The simulation output is stored in an online Zenodo archive, in the lab_particle_diags
directory.
In the example scripts provided here, the data is downloaded from the Zenodo archive, properly formatted, and used to train a neural network.
This workflow was developed and first presented in Sandberg et al. [1], Sandberg et al. [2].
It assumes you have an up-to-date environment with PyTorch and openPMD.
Data Cleaning
It is important to inspect the data for artifacts, to check that input/output data make sense. If we plot the final phase space of the particle beam, shown in Fig. 22. we see outlying particles.
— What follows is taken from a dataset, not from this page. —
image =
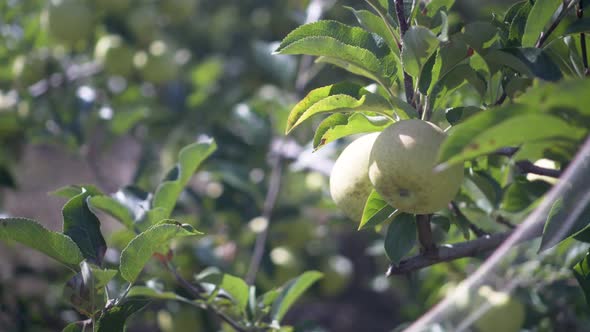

Looking closer at the z-pz space, we see that some particles were not trapped in the accelerating region of the wake and have much less energy than the rest of the beam.
To assist our neural network in learning dynamics of interest, we filter out these particles.
It is sufficient for our purposes to select particles that are not too far back, setting
particle_selection={'z':[0.280025, None]}
.
After filtering, we can see in Fig. 23 that the beam phase space projections are much cleaner – this is the beam we want to train on.
A particle tracker is set up to make sure we consistently filter out these particles from both the initial and final data.
iteration = ts.iterations[survivor_select_index]
pt = ParticleTracker(
ts, species=species, iteration=iteration, select=particle_selection
)
This data cleaning ensures that the particle data is distributed in a single blob, as is optimal for training neural networks.
Create Normalized Dataset
Having chosen training data we are content with, we now need to format the data, normalize it, and store the normalized data as well as the normalizations. The script below will take the openPMD data we have selected and format, normalize, and store it.
Load openPMD Data
First the openPMD data is loaded, using the particle selector as chosen above. The neural network will make predictions from the initial phase space coordinates, using the final phase space coordinates to measure how well it is making predictions. Hence we load two sets of particle data, the source and target particle arrays.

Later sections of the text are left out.